Which biological targets does Erlotinib specifically target?

Erlotinib (Erlotinib) is a classic small molecule targeted anti-cancer drug. It mainly targets the epidermal growth factor receptor (EGFR) and belongs to the class of tyrosine kinase inhibitors (EGFR-TKI). In tumor biology, EGFR is a transmembrane receptor widely expressed on the surface of various epithelial tumor cells. When its extracellular region binds to a ligand, the intracellular tyrosine kinase domain is activated, further activating a variety of cell signaling pathways, such as the RAS-RAF-MAPK and PI3K-AKT pathways, to regulate cell proliferation, differentiation, migration and anti-apoptotic ability.
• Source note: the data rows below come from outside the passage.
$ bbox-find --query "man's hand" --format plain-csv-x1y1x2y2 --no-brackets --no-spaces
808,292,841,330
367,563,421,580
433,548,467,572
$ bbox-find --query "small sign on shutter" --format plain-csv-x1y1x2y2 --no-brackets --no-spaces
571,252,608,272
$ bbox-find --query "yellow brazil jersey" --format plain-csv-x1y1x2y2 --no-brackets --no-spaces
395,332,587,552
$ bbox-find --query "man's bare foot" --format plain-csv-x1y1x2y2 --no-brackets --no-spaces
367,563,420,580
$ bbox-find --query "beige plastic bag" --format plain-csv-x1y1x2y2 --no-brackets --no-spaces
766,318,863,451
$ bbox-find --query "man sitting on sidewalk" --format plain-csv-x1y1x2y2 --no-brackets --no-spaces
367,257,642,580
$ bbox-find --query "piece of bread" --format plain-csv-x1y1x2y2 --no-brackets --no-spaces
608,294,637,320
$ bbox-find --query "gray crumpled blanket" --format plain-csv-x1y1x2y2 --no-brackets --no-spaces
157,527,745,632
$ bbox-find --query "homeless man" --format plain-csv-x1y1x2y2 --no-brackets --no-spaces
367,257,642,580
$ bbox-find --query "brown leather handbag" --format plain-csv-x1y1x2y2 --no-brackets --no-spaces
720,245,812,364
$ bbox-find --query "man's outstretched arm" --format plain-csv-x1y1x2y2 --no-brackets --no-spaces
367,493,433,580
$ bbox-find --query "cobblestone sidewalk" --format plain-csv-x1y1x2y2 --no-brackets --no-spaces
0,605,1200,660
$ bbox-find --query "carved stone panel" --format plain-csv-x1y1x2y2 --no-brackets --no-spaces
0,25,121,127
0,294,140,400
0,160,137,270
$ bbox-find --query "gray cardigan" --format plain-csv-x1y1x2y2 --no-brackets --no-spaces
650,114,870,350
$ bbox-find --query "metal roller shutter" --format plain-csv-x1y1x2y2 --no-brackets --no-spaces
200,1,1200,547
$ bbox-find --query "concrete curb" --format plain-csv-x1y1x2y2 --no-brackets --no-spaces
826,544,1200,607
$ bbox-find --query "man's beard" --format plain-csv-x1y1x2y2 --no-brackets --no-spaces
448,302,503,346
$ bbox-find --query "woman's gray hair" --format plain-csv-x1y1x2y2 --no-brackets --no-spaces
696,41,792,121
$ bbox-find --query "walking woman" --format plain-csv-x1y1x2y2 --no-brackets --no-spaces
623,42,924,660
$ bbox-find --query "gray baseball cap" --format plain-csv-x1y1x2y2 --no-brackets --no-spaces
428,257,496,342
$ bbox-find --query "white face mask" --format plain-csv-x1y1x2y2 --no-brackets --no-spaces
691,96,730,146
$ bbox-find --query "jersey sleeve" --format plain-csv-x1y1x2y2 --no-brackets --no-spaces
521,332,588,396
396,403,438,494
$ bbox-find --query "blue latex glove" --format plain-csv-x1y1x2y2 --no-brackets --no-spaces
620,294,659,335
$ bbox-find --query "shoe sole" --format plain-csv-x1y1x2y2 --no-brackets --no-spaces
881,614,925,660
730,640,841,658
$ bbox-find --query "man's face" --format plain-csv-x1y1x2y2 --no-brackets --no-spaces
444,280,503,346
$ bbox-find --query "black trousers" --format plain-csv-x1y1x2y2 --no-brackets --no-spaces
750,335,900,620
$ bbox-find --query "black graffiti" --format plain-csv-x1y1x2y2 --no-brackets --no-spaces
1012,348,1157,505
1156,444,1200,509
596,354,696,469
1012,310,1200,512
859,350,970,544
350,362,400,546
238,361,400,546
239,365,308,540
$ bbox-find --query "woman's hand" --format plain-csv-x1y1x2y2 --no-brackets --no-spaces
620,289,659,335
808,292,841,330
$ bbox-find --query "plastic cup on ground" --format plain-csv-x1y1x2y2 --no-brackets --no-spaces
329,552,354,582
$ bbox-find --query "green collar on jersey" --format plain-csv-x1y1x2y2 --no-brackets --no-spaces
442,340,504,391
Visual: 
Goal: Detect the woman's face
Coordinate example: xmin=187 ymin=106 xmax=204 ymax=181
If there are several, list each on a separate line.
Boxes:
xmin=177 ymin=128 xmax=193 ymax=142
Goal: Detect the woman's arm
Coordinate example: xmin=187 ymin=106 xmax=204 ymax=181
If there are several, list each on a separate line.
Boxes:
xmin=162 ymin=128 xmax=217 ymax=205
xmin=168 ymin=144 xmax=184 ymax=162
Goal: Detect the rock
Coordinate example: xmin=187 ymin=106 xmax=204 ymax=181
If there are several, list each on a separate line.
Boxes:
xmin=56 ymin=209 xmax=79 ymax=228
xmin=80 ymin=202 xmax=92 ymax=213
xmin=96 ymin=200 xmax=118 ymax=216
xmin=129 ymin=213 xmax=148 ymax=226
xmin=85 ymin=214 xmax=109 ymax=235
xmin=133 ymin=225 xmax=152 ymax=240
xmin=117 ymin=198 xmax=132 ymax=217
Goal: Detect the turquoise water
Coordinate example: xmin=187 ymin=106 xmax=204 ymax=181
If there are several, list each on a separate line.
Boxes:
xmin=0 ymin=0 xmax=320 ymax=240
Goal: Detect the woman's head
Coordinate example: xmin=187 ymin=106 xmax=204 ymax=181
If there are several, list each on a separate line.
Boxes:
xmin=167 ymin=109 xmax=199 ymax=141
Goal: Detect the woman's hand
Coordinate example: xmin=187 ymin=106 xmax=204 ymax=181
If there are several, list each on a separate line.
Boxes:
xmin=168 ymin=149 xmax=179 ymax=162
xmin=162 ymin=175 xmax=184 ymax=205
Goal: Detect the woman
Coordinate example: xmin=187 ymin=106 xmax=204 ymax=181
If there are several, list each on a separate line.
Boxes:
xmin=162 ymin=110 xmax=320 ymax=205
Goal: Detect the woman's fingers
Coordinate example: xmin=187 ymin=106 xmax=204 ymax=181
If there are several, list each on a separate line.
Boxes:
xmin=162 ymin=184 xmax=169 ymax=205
In some cancers, EGFR gene mutations or overexpression can lead to continued activation of signaling pathways and promote the rapid growth and spread of tumors.

Erlotinib competitively binds to the tyrosine kinase domain of mutatedEGFR and inhibits its phosphorylation process, thereby blocking the signal transduction pathway and inhibiting the growth of tumor cells. At present, erlotinib has been approved by the FDA and the State Food and Drug Administration of China for the treatment of various cancers, especially in patients with non-small cell lung cancer (NSCLC) carrying EGFR sensitive mutations. Its efficacy is particularly significant. The two most common types of sensitive mutations are exon 19 deletions and the L858R point mutation in exon 21, which together account for more than 90% of EGFR mutations. For these patients, erlotinib, as first-line monotherapy, has become the standard treatment recommended by international guidelines and can effectively prolong progression-free survival and improve quality of life.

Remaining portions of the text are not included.